Fernando resolvió por tanto que debía exigir una solución al problema de su hija —ya iban dos años de sesiones psiquiátricas nada baratas, sin llegar a ningún lado— y planificó una visita con el director de la clínica, un psiquiatra de renombre internacional, que dos años antes le había prometido resolver el problema rápidamente.

La solicitud de Fernando fue clara y al grano: quería que le devolvieran una hija normal, o el reembolso de su dinero. El director alegó que era todo lo normal que se la podía devolver, y que en última instancia la culpa no era de ellos, sino de la madre naturaleza. A modo de consuelo, le recomendó un libro, escrito por un colega, sobre la aceptación de un hijo enfermo.

—¿Y qué se supone que hago yo con ella? —preguntó Fernando.

El médico miró el reloj, algo molesto de todo el tiempo que le estaban quitando ese cliente disconforme. Estaba tentado a hacerle ver que ese no era su problema. En lugar de eso, optó por un recurso más político, propio de un psiquiatra de renombre internacional: sonrió amable, le regaló su propia copia del libro mencionado y le señaló la salida.

Fernando, que era un hombre práctico, resolvió no darle más vueltas al asunto y olvidarse del dinero perdido. Arrojó el libro a la basura, se encendió un cigarrillo y decidió aceptar que su hija no dejaría de ver fantasmas. Si lo pensaba, había alternativas bastante peores que imaginar cosas y resolvió que, si su aceptación de ese detallito dejaba las cosas en paz con Inés, él estaba dispuesto hasta a creer en vampiros.
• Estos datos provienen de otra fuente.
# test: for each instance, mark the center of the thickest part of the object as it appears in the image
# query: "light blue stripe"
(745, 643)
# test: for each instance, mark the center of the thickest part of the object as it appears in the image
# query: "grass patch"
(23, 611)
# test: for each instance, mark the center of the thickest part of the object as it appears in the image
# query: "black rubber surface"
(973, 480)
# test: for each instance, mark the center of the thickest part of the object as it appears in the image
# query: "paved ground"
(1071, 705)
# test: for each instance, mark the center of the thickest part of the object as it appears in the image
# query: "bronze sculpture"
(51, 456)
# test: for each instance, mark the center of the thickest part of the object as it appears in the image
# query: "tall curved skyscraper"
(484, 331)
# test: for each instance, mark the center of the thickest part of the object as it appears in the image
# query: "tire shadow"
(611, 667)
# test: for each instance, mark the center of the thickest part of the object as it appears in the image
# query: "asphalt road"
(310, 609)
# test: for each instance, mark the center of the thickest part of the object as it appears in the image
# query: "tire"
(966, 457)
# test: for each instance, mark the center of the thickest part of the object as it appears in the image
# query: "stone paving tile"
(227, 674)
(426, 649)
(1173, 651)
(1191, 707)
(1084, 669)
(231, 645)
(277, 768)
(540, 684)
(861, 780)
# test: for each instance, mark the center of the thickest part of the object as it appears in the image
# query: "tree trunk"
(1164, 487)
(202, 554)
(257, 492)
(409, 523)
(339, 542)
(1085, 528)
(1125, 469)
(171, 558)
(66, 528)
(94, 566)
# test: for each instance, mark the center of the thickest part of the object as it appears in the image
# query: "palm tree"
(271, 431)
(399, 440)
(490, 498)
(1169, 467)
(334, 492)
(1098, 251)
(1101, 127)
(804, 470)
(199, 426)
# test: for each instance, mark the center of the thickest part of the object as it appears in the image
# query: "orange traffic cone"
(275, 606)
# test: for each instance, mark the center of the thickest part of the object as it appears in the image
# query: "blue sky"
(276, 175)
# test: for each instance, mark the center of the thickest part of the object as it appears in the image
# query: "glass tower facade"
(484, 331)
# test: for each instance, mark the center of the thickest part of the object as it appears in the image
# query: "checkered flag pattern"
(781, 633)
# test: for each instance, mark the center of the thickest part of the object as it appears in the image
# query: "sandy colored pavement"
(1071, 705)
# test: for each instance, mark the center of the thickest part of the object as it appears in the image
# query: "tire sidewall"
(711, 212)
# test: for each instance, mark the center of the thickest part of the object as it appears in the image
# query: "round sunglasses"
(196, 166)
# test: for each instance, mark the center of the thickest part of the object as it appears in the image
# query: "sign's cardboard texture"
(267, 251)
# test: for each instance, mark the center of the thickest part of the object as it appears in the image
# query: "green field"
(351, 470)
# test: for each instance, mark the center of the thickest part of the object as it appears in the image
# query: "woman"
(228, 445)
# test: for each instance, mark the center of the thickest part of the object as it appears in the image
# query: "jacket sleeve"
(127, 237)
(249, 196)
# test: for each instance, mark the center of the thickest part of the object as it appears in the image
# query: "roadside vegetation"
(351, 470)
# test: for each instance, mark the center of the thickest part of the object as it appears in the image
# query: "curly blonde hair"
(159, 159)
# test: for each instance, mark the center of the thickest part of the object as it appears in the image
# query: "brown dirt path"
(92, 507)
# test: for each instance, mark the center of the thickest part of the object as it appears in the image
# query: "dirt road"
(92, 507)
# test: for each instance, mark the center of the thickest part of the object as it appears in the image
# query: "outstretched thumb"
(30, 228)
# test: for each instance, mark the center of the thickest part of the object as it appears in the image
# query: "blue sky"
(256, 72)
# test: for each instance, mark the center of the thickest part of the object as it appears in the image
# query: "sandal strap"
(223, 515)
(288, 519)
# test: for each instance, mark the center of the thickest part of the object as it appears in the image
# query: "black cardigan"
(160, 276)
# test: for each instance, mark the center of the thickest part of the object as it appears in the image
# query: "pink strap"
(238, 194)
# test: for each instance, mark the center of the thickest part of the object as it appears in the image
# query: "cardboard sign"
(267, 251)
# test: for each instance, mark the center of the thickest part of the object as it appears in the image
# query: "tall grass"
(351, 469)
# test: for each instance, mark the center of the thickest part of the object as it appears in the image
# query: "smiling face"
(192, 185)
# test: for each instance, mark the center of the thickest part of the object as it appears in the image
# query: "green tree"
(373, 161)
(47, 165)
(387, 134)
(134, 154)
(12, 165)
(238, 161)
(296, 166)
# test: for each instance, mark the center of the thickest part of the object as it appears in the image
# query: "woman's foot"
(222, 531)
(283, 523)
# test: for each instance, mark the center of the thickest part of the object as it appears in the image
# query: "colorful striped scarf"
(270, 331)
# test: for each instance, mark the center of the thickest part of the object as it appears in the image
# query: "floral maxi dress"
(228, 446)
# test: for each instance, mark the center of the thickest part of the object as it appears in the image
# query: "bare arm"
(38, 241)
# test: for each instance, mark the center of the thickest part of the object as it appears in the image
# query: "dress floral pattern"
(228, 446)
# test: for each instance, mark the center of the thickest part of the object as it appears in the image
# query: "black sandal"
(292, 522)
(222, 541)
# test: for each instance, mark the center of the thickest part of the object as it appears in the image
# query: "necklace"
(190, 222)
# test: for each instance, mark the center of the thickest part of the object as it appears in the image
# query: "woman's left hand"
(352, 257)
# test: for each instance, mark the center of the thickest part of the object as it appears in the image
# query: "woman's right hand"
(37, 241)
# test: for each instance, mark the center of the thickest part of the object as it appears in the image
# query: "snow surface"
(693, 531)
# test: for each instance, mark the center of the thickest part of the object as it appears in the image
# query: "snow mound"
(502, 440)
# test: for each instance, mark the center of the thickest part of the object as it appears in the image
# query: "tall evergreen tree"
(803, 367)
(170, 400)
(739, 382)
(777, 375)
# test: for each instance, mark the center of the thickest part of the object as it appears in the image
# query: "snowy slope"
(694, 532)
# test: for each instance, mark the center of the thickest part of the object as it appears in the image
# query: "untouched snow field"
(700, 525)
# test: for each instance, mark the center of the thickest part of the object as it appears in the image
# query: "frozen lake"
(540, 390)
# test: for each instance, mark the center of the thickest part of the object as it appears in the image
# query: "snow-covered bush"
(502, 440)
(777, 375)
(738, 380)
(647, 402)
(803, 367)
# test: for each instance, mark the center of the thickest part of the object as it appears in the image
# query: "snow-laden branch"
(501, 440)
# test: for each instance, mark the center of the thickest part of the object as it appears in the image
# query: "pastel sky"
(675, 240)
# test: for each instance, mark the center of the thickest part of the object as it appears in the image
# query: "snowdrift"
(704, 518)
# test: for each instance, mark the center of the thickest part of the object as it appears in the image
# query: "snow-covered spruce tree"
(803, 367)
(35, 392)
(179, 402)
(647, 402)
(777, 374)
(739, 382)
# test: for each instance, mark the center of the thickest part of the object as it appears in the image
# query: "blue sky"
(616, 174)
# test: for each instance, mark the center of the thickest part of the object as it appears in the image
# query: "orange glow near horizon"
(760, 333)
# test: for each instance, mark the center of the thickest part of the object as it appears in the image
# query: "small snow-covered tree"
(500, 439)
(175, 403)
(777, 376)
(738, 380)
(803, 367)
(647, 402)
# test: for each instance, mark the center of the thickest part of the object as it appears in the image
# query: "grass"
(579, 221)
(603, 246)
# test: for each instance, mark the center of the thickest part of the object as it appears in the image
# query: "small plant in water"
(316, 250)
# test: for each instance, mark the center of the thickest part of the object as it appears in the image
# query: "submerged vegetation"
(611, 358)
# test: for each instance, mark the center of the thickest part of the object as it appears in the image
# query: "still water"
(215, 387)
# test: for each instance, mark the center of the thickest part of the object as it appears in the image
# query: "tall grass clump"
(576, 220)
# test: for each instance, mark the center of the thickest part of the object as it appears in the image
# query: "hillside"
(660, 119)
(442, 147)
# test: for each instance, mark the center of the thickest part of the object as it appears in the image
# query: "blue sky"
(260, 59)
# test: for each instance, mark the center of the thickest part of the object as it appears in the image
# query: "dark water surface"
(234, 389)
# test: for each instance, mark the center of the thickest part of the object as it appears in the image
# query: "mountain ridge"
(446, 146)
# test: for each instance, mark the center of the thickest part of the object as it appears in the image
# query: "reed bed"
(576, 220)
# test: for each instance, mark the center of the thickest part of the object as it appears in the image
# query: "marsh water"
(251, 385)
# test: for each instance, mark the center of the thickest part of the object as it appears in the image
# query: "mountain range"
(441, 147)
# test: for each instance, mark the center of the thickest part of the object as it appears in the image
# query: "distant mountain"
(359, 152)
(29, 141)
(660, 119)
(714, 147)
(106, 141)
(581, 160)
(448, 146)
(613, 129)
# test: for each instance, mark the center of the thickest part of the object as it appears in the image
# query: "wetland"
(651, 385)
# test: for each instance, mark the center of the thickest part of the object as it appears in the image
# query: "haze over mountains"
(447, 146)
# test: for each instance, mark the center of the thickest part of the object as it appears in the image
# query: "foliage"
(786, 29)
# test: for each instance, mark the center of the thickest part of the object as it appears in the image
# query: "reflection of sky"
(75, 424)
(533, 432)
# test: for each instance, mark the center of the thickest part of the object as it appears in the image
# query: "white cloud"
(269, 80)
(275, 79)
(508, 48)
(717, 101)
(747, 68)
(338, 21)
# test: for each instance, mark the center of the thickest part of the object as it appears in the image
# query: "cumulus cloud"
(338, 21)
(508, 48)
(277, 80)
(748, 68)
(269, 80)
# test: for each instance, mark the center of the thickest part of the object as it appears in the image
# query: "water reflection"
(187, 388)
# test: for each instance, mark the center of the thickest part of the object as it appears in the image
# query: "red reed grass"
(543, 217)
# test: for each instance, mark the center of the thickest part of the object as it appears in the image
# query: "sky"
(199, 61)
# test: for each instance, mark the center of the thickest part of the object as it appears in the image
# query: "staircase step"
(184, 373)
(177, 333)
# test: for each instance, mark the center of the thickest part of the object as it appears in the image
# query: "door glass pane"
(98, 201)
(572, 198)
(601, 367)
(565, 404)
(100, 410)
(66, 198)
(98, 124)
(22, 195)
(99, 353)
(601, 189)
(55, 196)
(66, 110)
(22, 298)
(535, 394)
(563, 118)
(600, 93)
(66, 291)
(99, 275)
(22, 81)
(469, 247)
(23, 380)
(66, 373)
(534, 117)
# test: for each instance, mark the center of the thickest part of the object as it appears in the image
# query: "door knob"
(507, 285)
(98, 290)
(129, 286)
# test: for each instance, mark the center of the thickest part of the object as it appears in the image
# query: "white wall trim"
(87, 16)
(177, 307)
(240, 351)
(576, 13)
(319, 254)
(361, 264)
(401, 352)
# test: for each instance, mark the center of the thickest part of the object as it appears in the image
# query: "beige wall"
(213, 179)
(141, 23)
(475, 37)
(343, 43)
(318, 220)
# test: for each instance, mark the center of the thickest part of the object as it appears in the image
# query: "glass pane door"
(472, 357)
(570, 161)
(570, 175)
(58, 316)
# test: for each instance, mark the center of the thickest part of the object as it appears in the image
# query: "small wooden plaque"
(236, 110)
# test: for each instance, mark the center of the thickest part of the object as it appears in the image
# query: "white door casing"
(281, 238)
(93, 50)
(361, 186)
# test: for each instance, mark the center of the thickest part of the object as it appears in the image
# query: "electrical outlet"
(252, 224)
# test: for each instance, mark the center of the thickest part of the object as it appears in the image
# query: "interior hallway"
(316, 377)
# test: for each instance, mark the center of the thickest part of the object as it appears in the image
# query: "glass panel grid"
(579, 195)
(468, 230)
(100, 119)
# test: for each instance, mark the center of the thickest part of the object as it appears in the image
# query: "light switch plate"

Esa noche, besó a la joven en la frente y le sonrió a modo de transmitir su aceptación. Una vez en su cuarto, tomó la guía telefónica y buscó por algún centro de rehabilitación para su hijo mayor. Era hora de dedicarle tiempo y dinero a Esteban.

 

Inés fue la más feliz ante la rendición de su padre. Odiaba a todos y cada uno de los médicos con que había estado, el modo en que la miraban y la incredulidad con que la trataban constantemente y que la había llevado a pensar en sugerir a la Real Academia de la Lengua a que incorporaran la palabra «mentirosa» como sinónimo de «loca», pues, en la práctica, para la gente era lo mismo.

En alguna ocasión, uno de los médicos le había hecho ver que, si ella fuese racional, vería con claridad que los fantasmas no pueden existir. Ella estaba muy de acuerdo con él: todo apuntaba a que no debían existir, por lo que alguien debería hacérselo ver a los fantasmas, y así le ahorrarían tener que ir a los interminables controles y terapias fallidas con psiquiatras.

Lo peor de todo era aguardar a ser atendida en la sala de espera, acompañada de Margarita, su nana de toda la vida y a quien ella odiaba con saña. La mujer, si no encontraba alguna revista de copuchas de la realeza para leer, le hablaba de cómo debía revolverse su madre en la tumba al saber en qué se habían convertido sus hijos. «Si tan solo Sebita no hubiera muerto…», solía repetir, recordando las múltiples virtudes de su difunto hermano, y ganándose un renovado odio por parte de Inés.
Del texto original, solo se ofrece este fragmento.